Thanks to the innovative educational methods she has seen used in the six river blindness-endemic countries in the Americas--Brazil, Colombia, Ecuador, Guatemala, Mexico, and Venezuela--Morales is confident that OEPA will reach their 2015 goal for stopping transmission. To-date, no new cases of blindness resulting from river blindness have occurred since the program reached its goal of treating 85 percent of at-risk populations in the Americas with Mectizan® twice-annually.

"This program is a very important case in international public health, to show that the challenge is possible," she says. "We can be a model for the international public health community."

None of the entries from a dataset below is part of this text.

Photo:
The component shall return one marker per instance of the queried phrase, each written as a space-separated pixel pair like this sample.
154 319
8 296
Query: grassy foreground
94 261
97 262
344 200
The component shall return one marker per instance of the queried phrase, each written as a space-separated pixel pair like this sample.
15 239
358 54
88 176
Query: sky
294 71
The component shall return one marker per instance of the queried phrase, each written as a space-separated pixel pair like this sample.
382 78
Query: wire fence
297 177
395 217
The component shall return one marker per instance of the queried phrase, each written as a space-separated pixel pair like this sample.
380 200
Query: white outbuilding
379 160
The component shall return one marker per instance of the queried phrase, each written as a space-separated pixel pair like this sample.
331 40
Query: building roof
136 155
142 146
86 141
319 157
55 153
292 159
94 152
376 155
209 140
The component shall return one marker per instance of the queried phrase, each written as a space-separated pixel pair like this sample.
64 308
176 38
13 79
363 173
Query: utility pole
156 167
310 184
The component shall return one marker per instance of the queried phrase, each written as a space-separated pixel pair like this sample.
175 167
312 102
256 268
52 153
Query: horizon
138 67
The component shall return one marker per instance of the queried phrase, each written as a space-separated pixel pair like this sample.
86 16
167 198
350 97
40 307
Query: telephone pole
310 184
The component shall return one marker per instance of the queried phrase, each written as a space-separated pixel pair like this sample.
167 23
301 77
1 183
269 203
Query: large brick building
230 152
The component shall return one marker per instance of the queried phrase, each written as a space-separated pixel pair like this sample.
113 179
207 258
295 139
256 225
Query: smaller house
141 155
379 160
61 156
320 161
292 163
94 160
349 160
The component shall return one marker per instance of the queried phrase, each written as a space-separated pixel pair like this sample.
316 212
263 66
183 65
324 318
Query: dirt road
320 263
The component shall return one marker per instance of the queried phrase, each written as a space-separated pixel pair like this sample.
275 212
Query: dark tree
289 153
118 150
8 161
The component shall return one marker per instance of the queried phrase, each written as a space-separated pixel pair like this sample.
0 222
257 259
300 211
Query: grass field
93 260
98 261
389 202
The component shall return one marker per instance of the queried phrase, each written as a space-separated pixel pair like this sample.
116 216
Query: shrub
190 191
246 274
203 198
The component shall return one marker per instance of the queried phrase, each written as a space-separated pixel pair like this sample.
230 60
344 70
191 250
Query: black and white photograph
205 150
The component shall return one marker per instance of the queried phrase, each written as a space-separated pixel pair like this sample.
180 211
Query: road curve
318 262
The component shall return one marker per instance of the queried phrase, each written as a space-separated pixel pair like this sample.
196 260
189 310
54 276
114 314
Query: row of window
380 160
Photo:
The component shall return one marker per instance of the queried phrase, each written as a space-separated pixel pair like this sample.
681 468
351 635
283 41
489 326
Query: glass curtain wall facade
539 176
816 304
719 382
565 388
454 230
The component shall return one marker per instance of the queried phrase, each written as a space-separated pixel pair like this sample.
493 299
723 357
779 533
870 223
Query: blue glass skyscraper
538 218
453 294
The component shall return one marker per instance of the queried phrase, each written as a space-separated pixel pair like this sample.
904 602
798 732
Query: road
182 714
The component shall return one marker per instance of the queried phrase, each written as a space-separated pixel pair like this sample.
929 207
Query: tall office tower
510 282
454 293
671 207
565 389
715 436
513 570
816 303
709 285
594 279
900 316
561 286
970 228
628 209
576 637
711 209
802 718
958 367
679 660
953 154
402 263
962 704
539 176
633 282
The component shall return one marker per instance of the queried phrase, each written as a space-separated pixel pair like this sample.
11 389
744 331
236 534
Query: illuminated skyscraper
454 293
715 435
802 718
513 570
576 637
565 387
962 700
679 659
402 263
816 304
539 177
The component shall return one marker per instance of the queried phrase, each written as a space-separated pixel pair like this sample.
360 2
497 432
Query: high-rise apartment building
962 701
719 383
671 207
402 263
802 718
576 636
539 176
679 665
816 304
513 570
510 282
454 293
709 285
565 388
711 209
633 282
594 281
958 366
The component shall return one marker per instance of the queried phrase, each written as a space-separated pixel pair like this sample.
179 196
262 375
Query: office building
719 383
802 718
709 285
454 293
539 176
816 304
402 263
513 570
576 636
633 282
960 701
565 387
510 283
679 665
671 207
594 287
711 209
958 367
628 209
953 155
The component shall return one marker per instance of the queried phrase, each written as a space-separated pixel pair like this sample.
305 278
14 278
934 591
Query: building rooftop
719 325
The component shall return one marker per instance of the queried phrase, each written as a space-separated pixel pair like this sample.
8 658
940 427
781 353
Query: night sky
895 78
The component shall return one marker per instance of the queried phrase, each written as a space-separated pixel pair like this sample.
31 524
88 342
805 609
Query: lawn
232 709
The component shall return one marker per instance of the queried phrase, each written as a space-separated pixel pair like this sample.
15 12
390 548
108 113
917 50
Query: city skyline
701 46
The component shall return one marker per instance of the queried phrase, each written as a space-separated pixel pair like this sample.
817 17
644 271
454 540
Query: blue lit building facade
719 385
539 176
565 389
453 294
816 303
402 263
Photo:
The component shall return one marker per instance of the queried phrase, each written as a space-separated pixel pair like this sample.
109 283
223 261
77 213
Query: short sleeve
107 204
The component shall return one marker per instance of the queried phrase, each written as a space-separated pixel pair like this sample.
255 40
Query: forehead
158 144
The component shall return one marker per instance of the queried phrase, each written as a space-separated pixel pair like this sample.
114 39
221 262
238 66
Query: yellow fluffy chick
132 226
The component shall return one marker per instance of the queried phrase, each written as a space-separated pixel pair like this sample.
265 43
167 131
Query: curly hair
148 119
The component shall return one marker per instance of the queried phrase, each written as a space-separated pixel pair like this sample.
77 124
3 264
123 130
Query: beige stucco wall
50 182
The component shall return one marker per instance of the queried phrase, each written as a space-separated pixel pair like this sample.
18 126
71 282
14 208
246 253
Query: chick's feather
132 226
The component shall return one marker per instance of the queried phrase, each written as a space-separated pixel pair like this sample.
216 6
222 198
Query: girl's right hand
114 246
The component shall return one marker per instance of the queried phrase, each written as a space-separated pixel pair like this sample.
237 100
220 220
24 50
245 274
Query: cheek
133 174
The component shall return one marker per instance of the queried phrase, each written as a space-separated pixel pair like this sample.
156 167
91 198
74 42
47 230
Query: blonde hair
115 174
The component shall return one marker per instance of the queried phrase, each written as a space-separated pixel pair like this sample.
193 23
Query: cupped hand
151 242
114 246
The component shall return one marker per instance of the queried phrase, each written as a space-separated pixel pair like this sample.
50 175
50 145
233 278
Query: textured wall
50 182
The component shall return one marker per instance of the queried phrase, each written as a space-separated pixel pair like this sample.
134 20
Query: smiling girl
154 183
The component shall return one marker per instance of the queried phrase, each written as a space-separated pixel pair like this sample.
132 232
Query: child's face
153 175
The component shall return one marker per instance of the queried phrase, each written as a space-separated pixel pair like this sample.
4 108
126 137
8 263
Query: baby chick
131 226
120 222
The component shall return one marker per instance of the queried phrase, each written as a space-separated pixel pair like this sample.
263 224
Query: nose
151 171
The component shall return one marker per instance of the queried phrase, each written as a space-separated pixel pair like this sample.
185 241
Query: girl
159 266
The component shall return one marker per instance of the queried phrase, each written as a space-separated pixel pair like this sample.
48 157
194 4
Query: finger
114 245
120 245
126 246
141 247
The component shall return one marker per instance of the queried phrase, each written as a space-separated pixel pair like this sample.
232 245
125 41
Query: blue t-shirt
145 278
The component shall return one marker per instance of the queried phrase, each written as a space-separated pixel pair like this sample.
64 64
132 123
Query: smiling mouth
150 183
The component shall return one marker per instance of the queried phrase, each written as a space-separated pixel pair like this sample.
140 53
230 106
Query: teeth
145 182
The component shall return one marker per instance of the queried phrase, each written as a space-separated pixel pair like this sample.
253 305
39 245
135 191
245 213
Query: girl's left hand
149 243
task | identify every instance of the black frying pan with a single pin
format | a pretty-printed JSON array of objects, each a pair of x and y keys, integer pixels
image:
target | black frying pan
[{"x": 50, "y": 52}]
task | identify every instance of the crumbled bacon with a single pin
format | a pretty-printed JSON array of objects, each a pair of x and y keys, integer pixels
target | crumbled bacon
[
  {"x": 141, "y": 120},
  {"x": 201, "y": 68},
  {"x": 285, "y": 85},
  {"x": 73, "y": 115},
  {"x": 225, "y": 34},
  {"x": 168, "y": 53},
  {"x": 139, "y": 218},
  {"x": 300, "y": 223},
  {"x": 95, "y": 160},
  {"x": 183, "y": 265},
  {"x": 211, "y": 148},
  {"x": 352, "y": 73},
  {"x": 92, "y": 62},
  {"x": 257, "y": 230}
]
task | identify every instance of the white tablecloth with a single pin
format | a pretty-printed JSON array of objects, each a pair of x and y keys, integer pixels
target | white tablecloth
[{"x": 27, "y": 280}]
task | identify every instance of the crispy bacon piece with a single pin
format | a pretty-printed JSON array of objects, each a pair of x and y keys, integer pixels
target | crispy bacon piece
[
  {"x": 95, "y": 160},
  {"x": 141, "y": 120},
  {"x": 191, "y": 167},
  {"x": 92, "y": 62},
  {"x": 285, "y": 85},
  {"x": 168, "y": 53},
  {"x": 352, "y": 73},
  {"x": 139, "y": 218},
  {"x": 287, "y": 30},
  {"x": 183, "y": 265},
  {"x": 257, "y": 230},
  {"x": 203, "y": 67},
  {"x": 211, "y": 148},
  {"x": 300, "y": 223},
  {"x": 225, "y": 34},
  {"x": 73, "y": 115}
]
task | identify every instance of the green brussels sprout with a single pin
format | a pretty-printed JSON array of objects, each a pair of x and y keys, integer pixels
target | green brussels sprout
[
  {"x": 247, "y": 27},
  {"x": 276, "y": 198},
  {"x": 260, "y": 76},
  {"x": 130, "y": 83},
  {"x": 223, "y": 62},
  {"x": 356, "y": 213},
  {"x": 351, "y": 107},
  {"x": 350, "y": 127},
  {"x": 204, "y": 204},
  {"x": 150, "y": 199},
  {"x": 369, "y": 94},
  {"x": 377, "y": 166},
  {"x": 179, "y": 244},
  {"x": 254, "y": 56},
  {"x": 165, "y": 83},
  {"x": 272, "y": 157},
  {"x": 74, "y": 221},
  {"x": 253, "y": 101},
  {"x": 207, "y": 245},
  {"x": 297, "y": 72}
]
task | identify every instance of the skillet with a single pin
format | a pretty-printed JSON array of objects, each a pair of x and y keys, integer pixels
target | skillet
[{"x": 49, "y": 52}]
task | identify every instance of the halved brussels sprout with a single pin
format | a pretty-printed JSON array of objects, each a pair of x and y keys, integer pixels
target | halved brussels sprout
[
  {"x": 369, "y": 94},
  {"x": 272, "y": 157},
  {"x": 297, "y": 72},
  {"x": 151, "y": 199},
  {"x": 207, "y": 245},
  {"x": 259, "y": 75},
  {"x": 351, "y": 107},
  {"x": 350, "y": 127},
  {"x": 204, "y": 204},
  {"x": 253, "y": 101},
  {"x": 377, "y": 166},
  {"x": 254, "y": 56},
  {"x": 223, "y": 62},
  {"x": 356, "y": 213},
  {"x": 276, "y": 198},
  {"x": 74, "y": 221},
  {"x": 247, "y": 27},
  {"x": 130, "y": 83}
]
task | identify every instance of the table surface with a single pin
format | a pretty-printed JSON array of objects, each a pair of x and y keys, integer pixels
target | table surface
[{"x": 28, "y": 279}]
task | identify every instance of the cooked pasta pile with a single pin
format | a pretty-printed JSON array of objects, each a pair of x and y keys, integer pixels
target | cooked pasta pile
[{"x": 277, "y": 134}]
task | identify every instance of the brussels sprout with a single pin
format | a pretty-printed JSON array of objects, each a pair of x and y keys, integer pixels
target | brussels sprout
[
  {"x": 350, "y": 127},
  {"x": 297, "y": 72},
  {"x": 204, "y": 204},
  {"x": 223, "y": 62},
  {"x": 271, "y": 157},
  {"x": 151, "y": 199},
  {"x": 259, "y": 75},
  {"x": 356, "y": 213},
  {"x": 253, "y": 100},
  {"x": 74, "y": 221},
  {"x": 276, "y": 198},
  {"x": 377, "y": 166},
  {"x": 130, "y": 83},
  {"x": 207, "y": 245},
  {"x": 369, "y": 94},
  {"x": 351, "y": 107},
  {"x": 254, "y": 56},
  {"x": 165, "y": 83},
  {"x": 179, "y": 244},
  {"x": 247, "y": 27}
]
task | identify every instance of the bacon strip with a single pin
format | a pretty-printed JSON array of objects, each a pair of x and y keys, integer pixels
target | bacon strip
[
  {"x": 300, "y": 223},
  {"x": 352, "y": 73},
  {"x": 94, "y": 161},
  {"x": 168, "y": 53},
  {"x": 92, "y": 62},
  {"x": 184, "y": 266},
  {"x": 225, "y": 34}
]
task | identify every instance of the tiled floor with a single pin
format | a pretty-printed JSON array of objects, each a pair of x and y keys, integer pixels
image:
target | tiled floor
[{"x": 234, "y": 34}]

The Carter Center leads efforts to eliminate river blindness from the Western Hemisphere, working with including Guatemala's national onchocerciasis program, The Lions Clubs International Foundation, Merck & Co. Inc., the Centers for Disease Control and Prevention, PAHO, and the Bill & Melinda Gates Foundation.

moralesMorales talks to children during a health education lesson in El Xab, Yepocapa district, Guatemala. Other than distributing Mectizan®, the drug that prevents onchocerciasis, health education is the most important task for the teams dedicated to eradicating river blindness.

As part of a health education activity on onchocerciasis, health workers hang a piñata of a black fly--which spreads the disease--while school children look on in anticipation.

Morales checks a woman's head for nodules caused by microfilariae: offspring of the adult worms, which mature from larvae transmitted through black fly bites.